The {{incoming_path}} variable is resolved from the environment file (metadata/env.sl.yml or metadata/env.<env>.sl.yml). This means all files for the starbake domain are loaded from this directory.

Since the directory is set at the domain level, all tables within this domain share the same incoming path.

Table Configuration by File Format

Each table requires a <table>.sl.yml file that defines the file pattern, format, separator, and attribute schema. Configuration differs by file format:

Running the Load Command

After configuring domain and table YAML files, run the load command:

starlake load

Starlake processes all domains and tables, matching files in each domain's configured directory against the file patterns defined in each table's .sl.yml file. The load strategy controls the order in which files are processed.

Frequently Asked Questions

When should I use manual load instead of autoload?

Use manual load when your files have a multi-character separator that autoload cannot detect, or when your files are not stored in the standard incoming/<domain>/ directory structure.

How do I set a custom incoming directory in Starlake?

Set the application.area.incoming property in metadata/application.sl.yml. You can use an environment variable (e.g., {{incoming_path}}) and define its value per environment in metadata/env.<env>.sl.yml.

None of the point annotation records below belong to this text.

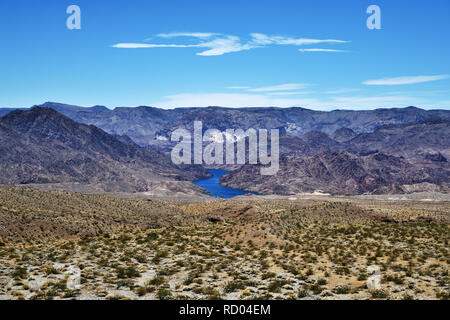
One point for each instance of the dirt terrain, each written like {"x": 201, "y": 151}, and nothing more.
{"x": 62, "y": 245}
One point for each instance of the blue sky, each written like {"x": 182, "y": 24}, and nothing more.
{"x": 315, "y": 54}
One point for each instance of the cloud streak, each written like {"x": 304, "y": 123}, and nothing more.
{"x": 216, "y": 44}
{"x": 404, "y": 80}
{"x": 321, "y": 50}
{"x": 281, "y": 87}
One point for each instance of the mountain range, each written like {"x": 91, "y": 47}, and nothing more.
{"x": 149, "y": 125}
{"x": 42, "y": 146}
{"x": 126, "y": 149}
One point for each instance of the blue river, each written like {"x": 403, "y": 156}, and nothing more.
{"x": 215, "y": 189}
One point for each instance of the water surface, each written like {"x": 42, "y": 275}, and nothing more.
{"x": 215, "y": 189}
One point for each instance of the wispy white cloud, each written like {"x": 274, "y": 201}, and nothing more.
{"x": 289, "y": 93}
{"x": 281, "y": 87}
{"x": 219, "y": 44}
{"x": 343, "y": 90}
{"x": 404, "y": 80}
{"x": 238, "y": 87}
{"x": 187, "y": 34}
{"x": 321, "y": 50}
{"x": 146, "y": 45}
{"x": 263, "y": 39}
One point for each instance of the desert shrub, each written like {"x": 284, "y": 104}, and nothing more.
{"x": 164, "y": 294}
{"x": 379, "y": 294}
{"x": 234, "y": 285}
{"x": 341, "y": 289}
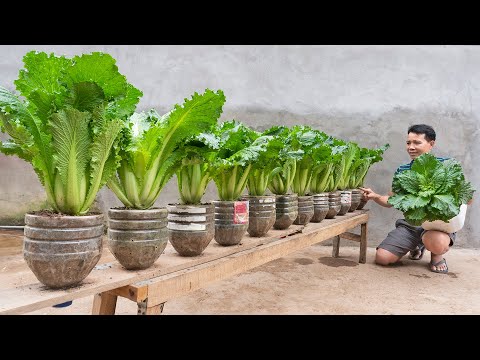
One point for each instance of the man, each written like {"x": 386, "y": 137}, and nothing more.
{"x": 405, "y": 237}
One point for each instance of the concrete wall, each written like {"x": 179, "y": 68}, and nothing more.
{"x": 366, "y": 94}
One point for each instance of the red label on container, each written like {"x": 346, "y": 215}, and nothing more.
{"x": 240, "y": 212}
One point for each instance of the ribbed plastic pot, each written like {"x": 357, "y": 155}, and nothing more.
{"x": 261, "y": 214}
{"x": 137, "y": 238}
{"x": 231, "y": 221}
{"x": 333, "y": 204}
{"x": 286, "y": 209}
{"x": 356, "y": 198}
{"x": 362, "y": 201}
{"x": 320, "y": 207}
{"x": 305, "y": 210}
{"x": 62, "y": 250}
{"x": 190, "y": 227}
{"x": 345, "y": 201}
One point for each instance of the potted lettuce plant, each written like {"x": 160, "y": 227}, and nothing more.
{"x": 280, "y": 184}
{"x": 149, "y": 157}
{"x": 238, "y": 148}
{"x": 65, "y": 119}
{"x": 191, "y": 225}
{"x": 262, "y": 214}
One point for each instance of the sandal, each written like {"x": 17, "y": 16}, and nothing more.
{"x": 417, "y": 254}
{"x": 437, "y": 264}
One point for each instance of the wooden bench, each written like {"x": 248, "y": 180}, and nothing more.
{"x": 151, "y": 295}
{"x": 172, "y": 275}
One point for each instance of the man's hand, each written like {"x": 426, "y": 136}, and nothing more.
{"x": 369, "y": 194}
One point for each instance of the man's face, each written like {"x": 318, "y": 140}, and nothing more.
{"x": 417, "y": 145}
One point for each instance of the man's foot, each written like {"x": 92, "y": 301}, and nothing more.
{"x": 417, "y": 254}
{"x": 439, "y": 267}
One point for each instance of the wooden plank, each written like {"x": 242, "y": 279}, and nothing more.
{"x": 166, "y": 287}
{"x": 363, "y": 244}
{"x": 104, "y": 304}
{"x": 20, "y": 291}
{"x": 350, "y": 236}
{"x": 136, "y": 294}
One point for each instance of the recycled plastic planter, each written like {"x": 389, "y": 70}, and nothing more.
{"x": 333, "y": 204}
{"x": 320, "y": 207}
{"x": 137, "y": 238}
{"x": 286, "y": 208}
{"x": 345, "y": 201}
{"x": 261, "y": 214}
{"x": 362, "y": 201}
{"x": 305, "y": 210}
{"x": 231, "y": 221}
{"x": 62, "y": 250}
{"x": 356, "y": 199}
{"x": 190, "y": 227}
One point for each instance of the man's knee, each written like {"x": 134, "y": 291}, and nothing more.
{"x": 436, "y": 242}
{"x": 385, "y": 257}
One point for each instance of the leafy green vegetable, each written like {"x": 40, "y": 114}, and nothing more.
{"x": 195, "y": 172}
{"x": 149, "y": 156}
{"x": 66, "y": 122}
{"x": 285, "y": 163}
{"x": 239, "y": 148}
{"x": 431, "y": 190}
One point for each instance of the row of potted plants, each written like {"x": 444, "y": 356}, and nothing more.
{"x": 74, "y": 120}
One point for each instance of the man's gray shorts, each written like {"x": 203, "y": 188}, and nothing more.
{"x": 405, "y": 238}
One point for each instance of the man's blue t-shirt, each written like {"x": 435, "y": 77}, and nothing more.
{"x": 409, "y": 165}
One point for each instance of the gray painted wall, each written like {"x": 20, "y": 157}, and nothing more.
{"x": 366, "y": 94}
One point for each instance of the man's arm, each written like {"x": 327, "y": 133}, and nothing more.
{"x": 369, "y": 194}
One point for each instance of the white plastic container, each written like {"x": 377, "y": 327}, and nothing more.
{"x": 453, "y": 225}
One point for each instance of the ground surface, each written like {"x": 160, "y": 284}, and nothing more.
{"x": 312, "y": 282}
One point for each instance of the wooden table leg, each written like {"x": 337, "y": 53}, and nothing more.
{"x": 144, "y": 309}
{"x": 363, "y": 244}
{"x": 336, "y": 246}
{"x": 104, "y": 304}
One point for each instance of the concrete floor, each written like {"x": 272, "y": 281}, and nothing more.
{"x": 312, "y": 282}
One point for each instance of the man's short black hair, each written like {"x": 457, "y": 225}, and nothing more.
{"x": 427, "y": 130}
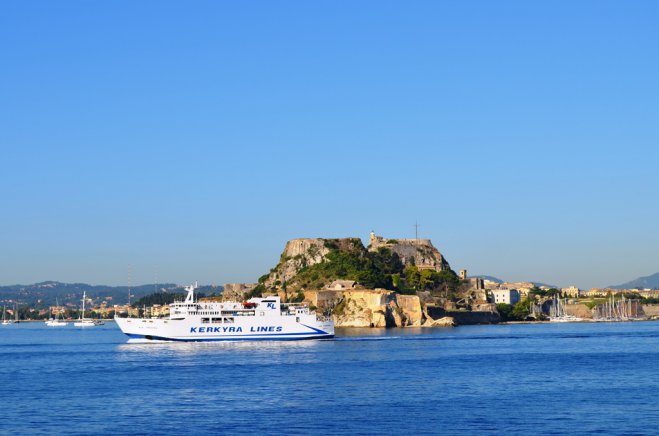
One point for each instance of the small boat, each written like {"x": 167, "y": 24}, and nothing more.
{"x": 84, "y": 322}
{"x": 4, "y": 319}
{"x": 55, "y": 322}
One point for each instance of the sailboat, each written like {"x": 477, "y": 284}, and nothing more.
{"x": 557, "y": 312}
{"x": 4, "y": 319}
{"x": 55, "y": 322}
{"x": 83, "y": 322}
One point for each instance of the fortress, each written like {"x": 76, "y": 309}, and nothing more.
{"x": 419, "y": 252}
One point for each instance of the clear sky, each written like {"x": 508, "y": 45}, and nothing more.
{"x": 191, "y": 140}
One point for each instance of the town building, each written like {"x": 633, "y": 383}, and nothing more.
{"x": 572, "y": 292}
{"x": 505, "y": 296}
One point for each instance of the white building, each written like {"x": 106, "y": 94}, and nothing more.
{"x": 506, "y": 296}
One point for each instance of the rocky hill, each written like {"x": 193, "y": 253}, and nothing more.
{"x": 314, "y": 263}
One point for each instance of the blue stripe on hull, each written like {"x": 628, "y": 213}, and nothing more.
{"x": 235, "y": 338}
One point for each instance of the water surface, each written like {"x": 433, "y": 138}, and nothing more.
{"x": 515, "y": 379}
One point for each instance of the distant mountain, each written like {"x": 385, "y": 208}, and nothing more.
{"x": 46, "y": 293}
{"x": 648, "y": 282}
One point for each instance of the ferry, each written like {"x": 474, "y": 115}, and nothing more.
{"x": 255, "y": 319}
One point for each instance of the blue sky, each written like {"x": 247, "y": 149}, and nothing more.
{"x": 191, "y": 140}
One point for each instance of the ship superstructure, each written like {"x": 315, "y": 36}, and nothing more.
{"x": 255, "y": 319}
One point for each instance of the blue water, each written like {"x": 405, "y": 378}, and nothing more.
{"x": 513, "y": 379}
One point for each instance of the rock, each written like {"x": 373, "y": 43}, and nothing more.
{"x": 419, "y": 252}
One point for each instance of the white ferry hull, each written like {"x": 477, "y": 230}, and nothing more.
{"x": 249, "y": 328}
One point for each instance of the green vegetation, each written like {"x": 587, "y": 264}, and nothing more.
{"x": 518, "y": 312}
{"x": 430, "y": 280}
{"x": 371, "y": 269}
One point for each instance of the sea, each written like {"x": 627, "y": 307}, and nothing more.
{"x": 585, "y": 378}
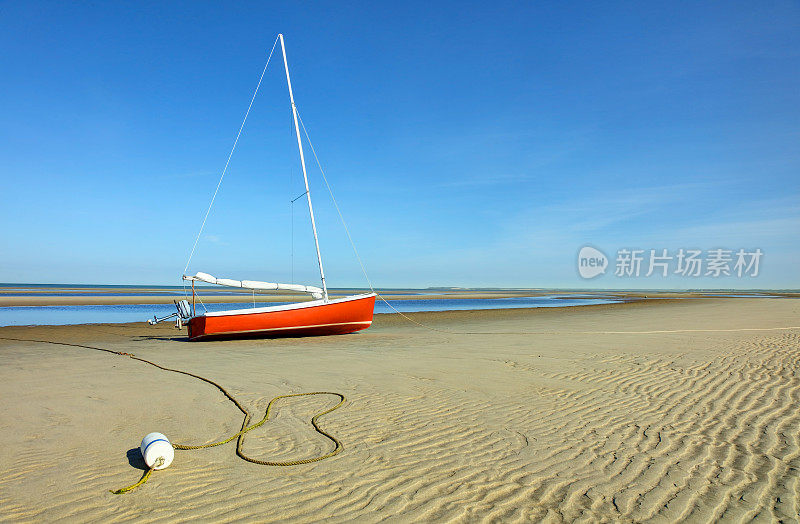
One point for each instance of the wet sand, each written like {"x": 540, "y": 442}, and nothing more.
{"x": 555, "y": 416}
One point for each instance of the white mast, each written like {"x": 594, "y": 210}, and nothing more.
{"x": 305, "y": 176}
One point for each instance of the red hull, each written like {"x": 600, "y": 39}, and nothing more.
{"x": 337, "y": 317}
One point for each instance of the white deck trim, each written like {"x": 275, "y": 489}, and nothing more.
{"x": 288, "y": 328}
{"x": 286, "y": 307}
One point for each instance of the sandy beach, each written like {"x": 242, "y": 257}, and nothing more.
{"x": 690, "y": 414}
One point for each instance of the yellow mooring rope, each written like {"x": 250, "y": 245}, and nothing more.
{"x": 245, "y": 428}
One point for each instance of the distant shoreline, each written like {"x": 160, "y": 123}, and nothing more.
{"x": 62, "y": 295}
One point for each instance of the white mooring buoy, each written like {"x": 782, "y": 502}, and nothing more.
{"x": 155, "y": 446}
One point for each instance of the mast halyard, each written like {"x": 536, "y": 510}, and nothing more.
{"x": 303, "y": 164}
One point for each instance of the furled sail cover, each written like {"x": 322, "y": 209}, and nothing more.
{"x": 255, "y": 284}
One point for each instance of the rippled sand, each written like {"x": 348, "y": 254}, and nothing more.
{"x": 558, "y": 425}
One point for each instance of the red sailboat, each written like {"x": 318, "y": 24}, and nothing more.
{"x": 319, "y": 316}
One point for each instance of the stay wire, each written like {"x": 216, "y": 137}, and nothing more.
{"x": 225, "y": 169}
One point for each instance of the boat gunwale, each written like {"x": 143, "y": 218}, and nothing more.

Can I use different incoming paths for dev, test, and prod?

Yes. Define the incoming_path variable in environment-specific files such as metadata/env.dev.sl.yml and reference it with {{incoming_path}} in application.sl.yml.

What is a domain configuration file in Starlake?

The _config.sl.yml file under metadata/load/<domain>/ defines domain-level settings, including the directory where the load command looks for incoming files.

What file formats are supported for manual load?

Manual load supports CSV/DSV, JSON, XML, and fixed-width (positional) files. Each format has its own configuration page with parsing options.